Duck Butter has a daring premise but the lack of chemistry, distracted script, and forgettable characters leave it unexplored and wasted.
It doesn’t take a genius to figure out that building intimacy in 24 hours is not going to work in reality. But it’s still a novel idea worth exploring in fiction, especially in the age of algorithm-based dating.
Duck Butter was co-written by Alicia Shawkat of Arrested Development fame. She turns in a good performance with Laia Costa. The production design and cinematography add a lived-in world with bright open spaces that these two convincingly inhabit.
While the movie does have a daring premise, the script leaves much to be desired.
Two women skip the formalities of dating in an attempt to stop wasting time in it. The challenges that Naima and Sergio face are either convenient for the plot or silly to liven it up – Naima thrusts herself into the situation out of frustration; some odd character pops out of nowhere, an orgy ends as awkwardly as it tries – and fails – to begin.
There’s the stereotypical realistic/conformist vs. idealistic/Boheme difference in personalities. Naima is convincing enough of a character who’s too smart for her own good. On the other hand, Sergio is conveniently written to be her foil.

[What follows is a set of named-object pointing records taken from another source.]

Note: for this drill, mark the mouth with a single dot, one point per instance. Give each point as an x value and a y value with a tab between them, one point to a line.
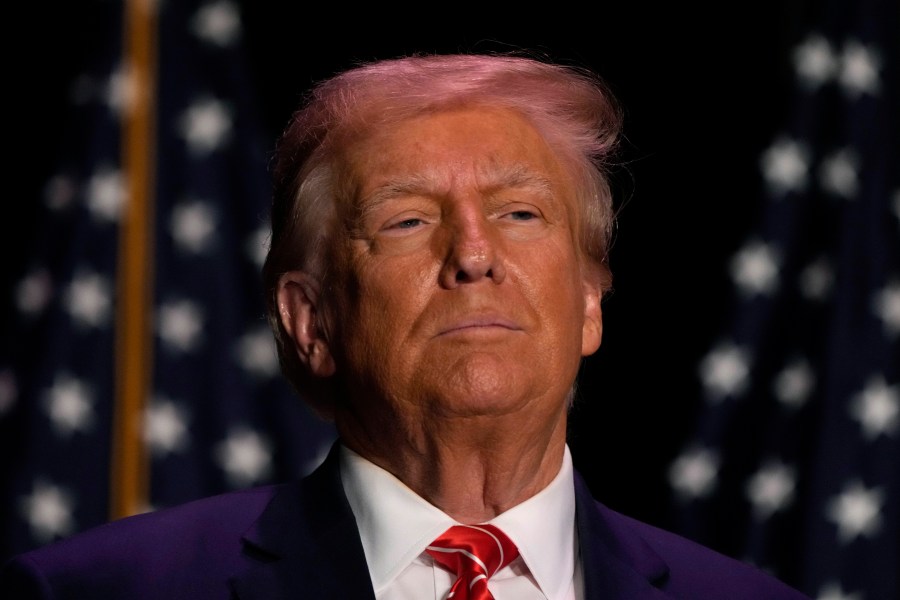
479	324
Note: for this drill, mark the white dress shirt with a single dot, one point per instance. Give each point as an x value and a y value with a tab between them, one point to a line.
396	525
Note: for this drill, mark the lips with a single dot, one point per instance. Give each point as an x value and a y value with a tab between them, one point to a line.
477	323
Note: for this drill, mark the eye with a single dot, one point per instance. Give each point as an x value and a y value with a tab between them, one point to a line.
407	224
522	215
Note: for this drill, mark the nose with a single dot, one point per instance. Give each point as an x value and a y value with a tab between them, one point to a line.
475	251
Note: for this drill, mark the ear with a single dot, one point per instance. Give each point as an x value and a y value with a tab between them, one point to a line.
592	328
298	296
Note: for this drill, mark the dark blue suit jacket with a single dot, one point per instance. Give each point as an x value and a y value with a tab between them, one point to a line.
300	541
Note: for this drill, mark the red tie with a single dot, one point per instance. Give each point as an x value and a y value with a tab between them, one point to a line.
474	553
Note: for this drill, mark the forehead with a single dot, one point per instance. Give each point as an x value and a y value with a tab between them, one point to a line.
471	146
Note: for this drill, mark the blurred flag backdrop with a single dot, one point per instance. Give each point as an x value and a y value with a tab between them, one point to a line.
216	415
795	461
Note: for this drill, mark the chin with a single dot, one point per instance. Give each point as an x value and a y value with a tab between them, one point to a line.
484	385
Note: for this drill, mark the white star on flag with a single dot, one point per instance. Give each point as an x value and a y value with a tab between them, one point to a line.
755	268
48	510
886	305
217	22
771	489
785	166
794	383
815	61
725	371
876	408
180	325
193	226
165	427
245	456
838	173
205	125
694	473
859	70
89	299
856	511
69	404
106	194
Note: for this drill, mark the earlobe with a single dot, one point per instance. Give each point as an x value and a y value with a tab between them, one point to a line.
592	329
298	309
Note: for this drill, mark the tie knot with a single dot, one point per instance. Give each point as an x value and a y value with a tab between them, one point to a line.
474	553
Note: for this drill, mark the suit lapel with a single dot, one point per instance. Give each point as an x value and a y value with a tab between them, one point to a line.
306	544
617	563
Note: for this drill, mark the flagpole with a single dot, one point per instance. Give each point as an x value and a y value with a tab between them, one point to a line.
129	468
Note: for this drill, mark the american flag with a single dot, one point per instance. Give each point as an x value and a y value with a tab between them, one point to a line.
216	415
795	461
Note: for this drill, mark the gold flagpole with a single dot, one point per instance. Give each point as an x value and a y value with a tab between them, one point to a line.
129	469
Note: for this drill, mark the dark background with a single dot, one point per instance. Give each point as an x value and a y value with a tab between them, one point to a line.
704	91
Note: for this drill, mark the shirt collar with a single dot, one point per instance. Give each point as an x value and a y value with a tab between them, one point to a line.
395	524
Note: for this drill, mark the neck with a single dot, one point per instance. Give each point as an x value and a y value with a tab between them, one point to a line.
473	468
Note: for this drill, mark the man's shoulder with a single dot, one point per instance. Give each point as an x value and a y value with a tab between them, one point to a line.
694	569
148	547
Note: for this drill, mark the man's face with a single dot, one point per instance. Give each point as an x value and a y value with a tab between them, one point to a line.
457	289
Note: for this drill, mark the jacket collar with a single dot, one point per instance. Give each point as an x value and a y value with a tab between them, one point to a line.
306	543
616	561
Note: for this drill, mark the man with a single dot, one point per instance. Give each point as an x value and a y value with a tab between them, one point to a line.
438	259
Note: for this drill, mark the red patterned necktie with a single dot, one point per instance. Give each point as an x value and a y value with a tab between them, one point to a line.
474	553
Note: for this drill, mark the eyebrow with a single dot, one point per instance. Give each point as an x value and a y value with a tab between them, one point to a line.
495	178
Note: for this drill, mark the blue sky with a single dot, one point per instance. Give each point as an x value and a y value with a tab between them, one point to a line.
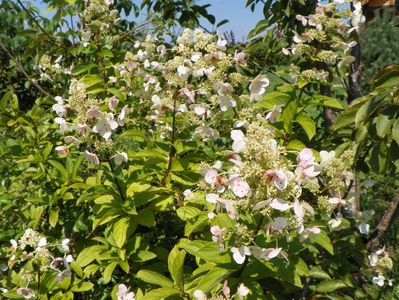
241	19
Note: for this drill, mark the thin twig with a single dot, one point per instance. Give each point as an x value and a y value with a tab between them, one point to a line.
36	22
172	149
133	30
20	67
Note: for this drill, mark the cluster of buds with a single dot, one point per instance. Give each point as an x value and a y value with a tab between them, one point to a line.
326	42
224	294
34	247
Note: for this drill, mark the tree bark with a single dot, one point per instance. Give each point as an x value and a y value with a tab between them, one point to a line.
384	223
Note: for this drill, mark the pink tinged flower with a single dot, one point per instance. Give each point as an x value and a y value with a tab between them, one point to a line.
124	293
72	140
231	210
312	170
26	293
62	150
279	223
199	295
239	59
223	88
299	211
336	200
199	110
221	44
326	157
65	244
105	126
280	180
226	102
91	157
239	254
212	198
93	113
183	72
239	187
273	114
211	215
60	109
190	94
196	56
239	141
302	19
270	253
122	116
242	291
82	128
14	245
379	280
119	158
364	228
279	204
210	175
62	123
226	289
112	103
297	39
188	194
373	259
286	51
216	231
305	156
258	87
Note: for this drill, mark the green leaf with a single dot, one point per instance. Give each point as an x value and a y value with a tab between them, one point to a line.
188	212
208	251
154	278
378	157
318	273
395	131
88	255
288	115
145	217
175	265
107	274
162	293
326	101
9	100
295	145
383	125
83	68
53	219
368	108
196	224
143	255
91	80
330	285
307	124
119	231
212	278
82	287
323	240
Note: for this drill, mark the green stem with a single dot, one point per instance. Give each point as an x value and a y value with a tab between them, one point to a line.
172	149
117	181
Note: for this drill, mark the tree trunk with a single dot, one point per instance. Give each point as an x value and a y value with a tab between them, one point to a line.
384	223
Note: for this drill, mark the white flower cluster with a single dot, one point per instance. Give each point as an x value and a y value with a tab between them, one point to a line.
261	179
34	247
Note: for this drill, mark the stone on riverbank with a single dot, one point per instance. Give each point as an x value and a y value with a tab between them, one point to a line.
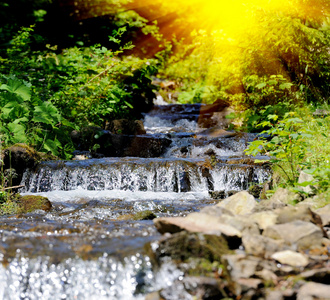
241	203
300	234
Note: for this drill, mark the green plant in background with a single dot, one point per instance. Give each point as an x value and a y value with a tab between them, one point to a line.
26	119
298	142
287	147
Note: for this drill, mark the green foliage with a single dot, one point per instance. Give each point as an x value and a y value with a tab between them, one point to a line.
297	142
287	147
26	119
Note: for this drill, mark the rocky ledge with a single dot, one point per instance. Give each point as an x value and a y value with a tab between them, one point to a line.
244	249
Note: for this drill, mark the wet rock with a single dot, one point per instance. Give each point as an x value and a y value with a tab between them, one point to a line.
20	157
324	214
216	211
144	215
303	235
249	286
87	137
196	222
261	246
184	245
255	190
241	266
81	155
305	178
112	145
273	295
240	203
285	196
217	195
153	296
302	213
216	132
124	126
313	291
30	203
291	258
264	218
195	288
321	275
321	113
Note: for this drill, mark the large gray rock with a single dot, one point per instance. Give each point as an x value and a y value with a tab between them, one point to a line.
264	218
285	196
261	246
124	126
241	266
291	258
306	178
196	222
300	234
240	204
313	291
302	213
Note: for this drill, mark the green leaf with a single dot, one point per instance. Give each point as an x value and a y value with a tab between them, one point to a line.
52	146
46	113
286	85
18	133
261	85
16	86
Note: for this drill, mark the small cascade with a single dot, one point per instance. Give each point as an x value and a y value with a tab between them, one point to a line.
102	278
91	244
148	175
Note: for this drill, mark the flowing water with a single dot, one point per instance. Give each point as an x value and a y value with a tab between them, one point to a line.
89	246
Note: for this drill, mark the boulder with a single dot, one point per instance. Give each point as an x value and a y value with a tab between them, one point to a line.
216	132
240	265
30	203
306	178
291	258
240	204
285	196
264	219
300	234
124	126
183	246
324	214
194	287
196	222
261	246
314	291
18	158
302	213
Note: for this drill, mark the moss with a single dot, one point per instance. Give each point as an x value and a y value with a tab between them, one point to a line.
17	204
144	215
30	203
9	208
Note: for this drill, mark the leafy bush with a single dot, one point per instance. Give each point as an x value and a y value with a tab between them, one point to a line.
298	142
26	119
42	91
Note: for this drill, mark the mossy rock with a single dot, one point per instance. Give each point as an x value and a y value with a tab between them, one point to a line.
144	215
30	203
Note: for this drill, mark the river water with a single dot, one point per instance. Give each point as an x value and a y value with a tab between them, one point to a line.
89	246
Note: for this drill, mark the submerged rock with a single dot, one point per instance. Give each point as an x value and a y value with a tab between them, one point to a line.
20	157
30	203
144	215
184	245
314	291
303	235
241	203
291	258
124	126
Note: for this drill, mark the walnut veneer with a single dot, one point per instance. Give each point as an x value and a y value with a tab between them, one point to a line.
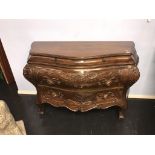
83	75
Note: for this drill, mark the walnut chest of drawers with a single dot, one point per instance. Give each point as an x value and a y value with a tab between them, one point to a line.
83	75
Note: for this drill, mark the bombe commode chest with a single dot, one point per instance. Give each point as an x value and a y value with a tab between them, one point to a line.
83	75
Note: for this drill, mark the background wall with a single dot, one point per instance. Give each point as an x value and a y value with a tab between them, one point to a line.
17	36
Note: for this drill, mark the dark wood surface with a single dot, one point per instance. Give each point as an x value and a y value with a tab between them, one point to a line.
139	120
80	49
86	83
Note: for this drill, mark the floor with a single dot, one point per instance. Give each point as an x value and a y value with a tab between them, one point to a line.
140	117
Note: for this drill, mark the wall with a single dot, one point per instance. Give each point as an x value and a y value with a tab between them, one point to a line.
17	36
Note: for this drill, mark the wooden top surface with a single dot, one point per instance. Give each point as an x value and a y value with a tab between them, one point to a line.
82	49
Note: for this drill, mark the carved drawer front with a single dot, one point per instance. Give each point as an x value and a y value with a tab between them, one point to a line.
101	78
82	75
81	100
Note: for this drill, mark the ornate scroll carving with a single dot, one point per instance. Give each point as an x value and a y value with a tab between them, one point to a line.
82	90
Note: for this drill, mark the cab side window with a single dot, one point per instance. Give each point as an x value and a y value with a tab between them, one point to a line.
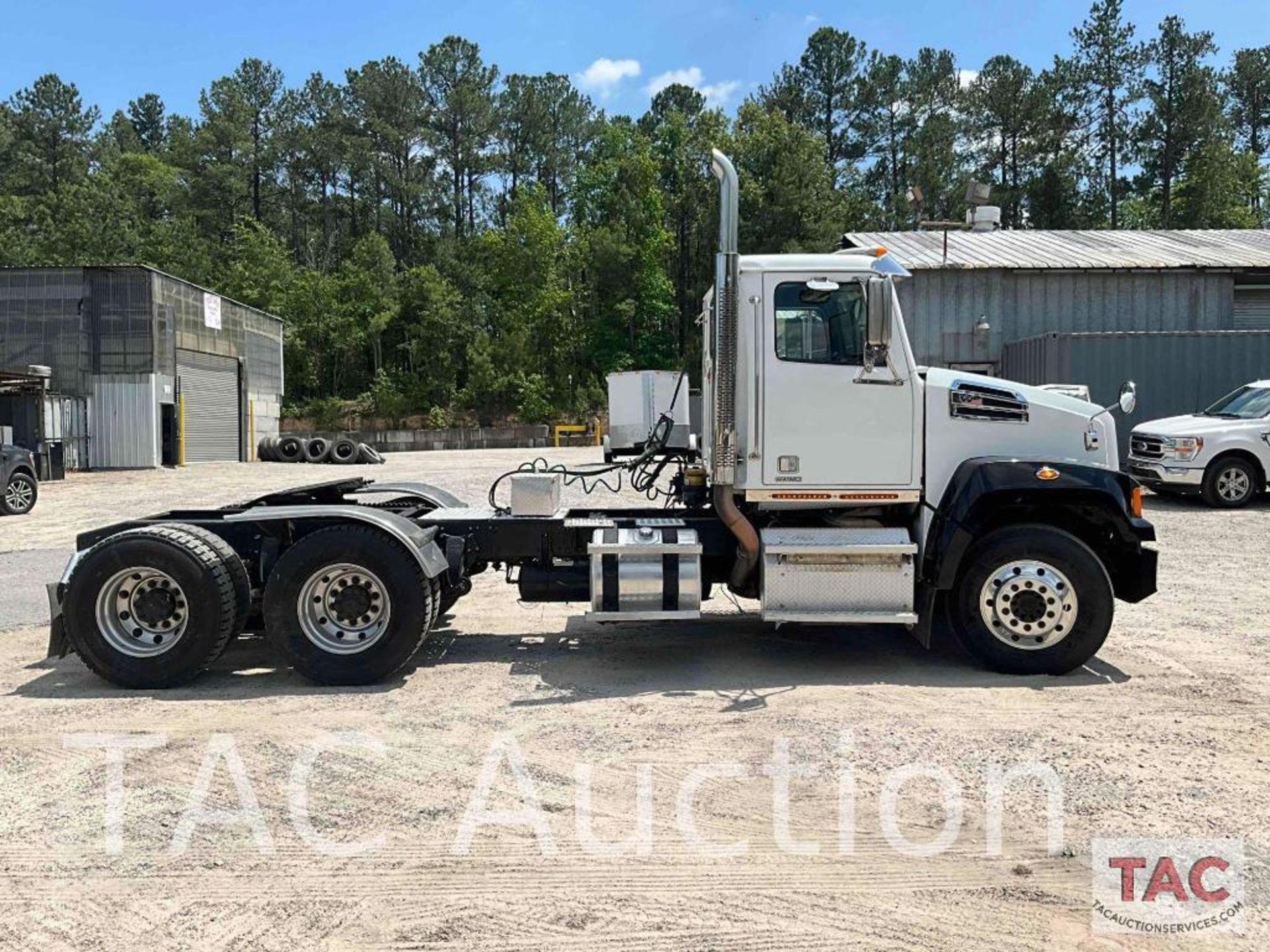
820	327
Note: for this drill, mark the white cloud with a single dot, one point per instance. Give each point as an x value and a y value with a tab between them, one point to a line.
690	77
715	93
719	93
605	75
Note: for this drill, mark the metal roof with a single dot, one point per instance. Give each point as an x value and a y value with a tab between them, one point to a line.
1230	248
132	266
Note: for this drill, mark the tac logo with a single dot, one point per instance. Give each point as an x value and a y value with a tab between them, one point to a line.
1167	887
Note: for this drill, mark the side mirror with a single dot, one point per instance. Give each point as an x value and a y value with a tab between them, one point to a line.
1128	397
878	324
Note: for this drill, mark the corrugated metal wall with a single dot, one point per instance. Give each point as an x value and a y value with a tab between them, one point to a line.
941	307
1175	372
124	422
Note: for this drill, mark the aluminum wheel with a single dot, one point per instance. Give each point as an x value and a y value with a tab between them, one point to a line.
142	612
1029	604
19	495
343	608
1234	484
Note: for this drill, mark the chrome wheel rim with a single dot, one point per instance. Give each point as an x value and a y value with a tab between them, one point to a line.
1029	604
142	612
1234	484
19	495
343	608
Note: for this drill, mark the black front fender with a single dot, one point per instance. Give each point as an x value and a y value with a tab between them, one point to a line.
1093	503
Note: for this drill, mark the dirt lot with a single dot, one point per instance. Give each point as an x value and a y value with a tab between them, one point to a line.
1165	734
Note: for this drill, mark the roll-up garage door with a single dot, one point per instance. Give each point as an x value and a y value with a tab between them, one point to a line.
1251	307
210	387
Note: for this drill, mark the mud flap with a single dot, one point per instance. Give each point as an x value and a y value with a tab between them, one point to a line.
923	604
59	645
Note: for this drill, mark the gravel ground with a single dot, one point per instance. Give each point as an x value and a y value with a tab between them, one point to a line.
1165	734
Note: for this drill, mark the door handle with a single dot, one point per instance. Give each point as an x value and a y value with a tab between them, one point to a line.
760	356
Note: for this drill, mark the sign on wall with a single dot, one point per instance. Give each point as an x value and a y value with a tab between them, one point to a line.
212	310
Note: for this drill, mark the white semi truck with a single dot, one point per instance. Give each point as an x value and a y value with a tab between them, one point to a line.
828	476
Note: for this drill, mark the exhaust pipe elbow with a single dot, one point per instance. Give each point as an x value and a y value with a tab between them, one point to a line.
745	571
730	201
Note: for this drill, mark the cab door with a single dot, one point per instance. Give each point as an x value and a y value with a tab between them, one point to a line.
825	422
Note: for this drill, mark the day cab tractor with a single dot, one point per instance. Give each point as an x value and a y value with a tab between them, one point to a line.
826	475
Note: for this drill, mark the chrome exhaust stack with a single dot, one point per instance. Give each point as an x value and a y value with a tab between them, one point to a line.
723	383
724	386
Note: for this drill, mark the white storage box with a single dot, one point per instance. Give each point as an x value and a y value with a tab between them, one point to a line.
839	575
536	493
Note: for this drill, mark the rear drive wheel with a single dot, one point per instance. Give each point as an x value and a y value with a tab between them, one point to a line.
347	606
237	571
19	495
150	607
1033	600
1231	483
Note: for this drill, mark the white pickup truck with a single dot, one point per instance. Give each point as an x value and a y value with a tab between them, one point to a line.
1221	454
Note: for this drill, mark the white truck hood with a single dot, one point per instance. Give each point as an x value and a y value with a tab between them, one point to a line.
1054	432
1194	426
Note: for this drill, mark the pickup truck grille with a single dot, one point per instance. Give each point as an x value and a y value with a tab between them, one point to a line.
981	401
1146	447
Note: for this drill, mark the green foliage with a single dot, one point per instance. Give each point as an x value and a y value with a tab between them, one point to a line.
439	239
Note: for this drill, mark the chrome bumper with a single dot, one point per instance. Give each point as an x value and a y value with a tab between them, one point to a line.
1154	471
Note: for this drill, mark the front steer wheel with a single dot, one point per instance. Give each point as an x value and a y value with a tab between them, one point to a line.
1231	483
347	606
150	607
1033	600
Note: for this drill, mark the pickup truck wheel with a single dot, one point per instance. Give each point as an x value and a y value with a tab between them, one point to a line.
1231	483
150	607
1033	600
347	606
19	495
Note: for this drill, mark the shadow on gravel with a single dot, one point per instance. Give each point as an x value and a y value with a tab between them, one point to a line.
738	660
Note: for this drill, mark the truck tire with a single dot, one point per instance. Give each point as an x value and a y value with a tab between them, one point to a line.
343	451
150	607
347	606
1231	483
1032	600
317	450
19	494
237	571
288	450
368	455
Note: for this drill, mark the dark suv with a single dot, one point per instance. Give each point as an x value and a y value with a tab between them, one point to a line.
18	484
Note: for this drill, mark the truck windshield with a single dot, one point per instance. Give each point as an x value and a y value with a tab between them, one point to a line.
820	327
1244	404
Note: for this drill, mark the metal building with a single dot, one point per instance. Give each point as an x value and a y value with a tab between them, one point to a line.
140	367
1176	372
974	292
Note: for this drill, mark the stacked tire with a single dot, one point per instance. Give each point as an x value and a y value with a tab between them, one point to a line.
317	450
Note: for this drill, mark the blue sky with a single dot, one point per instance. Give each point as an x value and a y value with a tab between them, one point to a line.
116	51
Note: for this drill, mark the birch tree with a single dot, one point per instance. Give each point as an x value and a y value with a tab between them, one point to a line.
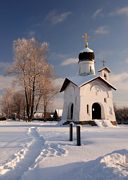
31	68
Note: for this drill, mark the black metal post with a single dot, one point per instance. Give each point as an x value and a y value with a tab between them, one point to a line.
71	131
78	135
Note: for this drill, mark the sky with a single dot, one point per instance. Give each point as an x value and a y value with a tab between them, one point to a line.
61	24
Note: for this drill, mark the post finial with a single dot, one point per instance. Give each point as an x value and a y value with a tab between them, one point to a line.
85	37
103	61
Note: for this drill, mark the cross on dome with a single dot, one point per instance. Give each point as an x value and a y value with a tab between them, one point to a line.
103	61
85	37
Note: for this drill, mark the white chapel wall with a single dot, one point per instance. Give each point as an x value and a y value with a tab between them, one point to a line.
96	92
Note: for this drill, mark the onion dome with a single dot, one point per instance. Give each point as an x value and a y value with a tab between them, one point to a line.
87	54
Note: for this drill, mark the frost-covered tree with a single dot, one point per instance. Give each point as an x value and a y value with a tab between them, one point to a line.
32	69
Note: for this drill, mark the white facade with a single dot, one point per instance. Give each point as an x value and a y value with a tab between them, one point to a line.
86	68
88	101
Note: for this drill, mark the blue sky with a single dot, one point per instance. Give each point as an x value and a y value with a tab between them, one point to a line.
62	23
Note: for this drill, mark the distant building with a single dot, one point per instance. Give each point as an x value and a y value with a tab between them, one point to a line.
88	97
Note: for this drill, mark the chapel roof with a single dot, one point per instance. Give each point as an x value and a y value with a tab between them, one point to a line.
81	81
105	68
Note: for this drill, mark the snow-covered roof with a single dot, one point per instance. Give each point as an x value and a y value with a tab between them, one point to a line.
80	81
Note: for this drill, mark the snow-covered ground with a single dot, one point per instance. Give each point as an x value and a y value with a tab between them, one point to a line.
42	151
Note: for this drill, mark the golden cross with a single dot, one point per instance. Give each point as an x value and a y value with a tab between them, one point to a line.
85	37
103	61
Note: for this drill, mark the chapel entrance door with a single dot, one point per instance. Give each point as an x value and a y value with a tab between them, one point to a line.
70	111
96	111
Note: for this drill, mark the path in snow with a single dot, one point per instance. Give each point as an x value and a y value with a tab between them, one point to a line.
24	158
28	157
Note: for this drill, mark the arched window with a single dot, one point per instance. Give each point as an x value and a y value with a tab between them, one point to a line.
87	109
105	76
70	111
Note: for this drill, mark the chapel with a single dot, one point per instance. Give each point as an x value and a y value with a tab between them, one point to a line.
88	96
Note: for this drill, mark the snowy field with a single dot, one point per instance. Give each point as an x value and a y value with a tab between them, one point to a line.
42	151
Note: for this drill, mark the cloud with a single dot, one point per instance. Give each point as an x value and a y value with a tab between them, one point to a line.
120	81
102	30
98	12
56	18
31	33
121	11
69	61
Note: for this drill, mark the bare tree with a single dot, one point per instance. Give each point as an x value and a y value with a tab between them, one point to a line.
32	69
7	103
13	104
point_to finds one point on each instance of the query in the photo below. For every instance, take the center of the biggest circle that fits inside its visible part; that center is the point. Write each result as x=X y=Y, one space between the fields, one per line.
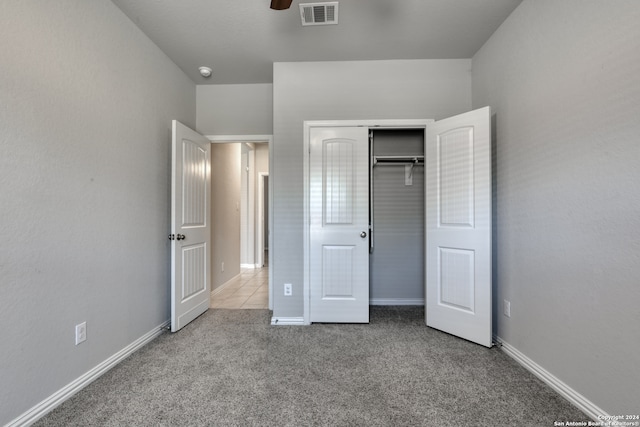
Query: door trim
x=307 y=125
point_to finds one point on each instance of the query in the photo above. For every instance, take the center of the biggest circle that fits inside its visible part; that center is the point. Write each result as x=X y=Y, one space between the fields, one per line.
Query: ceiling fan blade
x=280 y=4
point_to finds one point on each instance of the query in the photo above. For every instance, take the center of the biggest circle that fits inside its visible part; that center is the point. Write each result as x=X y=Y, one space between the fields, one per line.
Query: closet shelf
x=412 y=160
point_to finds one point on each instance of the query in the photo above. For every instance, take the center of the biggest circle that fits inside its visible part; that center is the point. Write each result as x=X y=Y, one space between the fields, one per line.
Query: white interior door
x=458 y=226
x=339 y=225
x=190 y=225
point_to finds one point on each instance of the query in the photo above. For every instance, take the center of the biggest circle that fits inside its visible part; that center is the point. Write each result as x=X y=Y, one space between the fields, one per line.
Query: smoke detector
x=205 y=72
x=319 y=13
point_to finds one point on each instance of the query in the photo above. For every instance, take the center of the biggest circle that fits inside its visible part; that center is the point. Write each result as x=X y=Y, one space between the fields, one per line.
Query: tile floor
x=249 y=290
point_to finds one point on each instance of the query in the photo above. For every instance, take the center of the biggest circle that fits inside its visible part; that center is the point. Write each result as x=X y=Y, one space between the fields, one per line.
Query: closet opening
x=396 y=217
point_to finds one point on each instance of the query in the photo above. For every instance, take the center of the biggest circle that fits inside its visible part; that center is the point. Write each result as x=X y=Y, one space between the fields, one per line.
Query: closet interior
x=397 y=217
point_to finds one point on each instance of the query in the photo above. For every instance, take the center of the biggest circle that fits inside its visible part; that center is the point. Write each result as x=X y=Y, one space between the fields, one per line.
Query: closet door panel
x=458 y=226
x=339 y=225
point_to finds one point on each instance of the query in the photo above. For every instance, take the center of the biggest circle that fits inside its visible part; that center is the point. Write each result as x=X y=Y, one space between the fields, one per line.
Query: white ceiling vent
x=319 y=13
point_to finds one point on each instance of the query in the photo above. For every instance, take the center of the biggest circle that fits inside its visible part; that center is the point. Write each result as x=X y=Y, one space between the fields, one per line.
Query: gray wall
x=86 y=102
x=235 y=109
x=343 y=91
x=225 y=217
x=563 y=79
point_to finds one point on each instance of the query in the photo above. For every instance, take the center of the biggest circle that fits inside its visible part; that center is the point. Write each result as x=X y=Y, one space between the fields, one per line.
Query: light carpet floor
x=231 y=368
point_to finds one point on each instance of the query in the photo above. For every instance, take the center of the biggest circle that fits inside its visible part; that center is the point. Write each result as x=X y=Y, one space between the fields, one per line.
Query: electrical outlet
x=81 y=332
x=507 y=308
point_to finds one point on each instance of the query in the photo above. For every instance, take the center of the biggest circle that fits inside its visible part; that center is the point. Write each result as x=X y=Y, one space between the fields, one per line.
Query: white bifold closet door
x=457 y=230
x=339 y=225
x=458 y=226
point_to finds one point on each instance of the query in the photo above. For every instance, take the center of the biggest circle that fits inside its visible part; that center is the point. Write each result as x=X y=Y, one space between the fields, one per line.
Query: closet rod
x=398 y=159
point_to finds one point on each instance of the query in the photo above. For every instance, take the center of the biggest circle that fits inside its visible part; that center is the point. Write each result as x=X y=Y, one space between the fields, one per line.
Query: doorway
x=240 y=278
x=457 y=154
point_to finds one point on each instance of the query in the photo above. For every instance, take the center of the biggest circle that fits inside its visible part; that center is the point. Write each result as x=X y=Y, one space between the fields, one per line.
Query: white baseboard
x=396 y=301
x=224 y=285
x=279 y=321
x=57 y=398
x=581 y=402
x=249 y=265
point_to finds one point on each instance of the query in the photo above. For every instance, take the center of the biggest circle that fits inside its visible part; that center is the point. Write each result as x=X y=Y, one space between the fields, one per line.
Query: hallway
x=249 y=290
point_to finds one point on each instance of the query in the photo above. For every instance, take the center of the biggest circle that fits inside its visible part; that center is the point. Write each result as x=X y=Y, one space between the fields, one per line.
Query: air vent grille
x=319 y=13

All the while the movie doesn’t really explore what this 24-hour intimacy means for these two people other than getting deprived of sleep and having sex every hour. Their supposed pillow talk of naturalistic conversations are pat confessions. The intimate scenes look more like an introduction to how lesbians have sex. The entire treatment feels staged which made the chemistry between the two unconvincing.
Duck Butter has a novel idea. Unfortunately, it can’t hit the open-ended complexities that the Weekend, a similar movie that explores attraction and intimacy constrained by time, was able to poignantly achieve.
Duck Butter is an average lesbian mumblecore with forgettable characters in a silly sex game.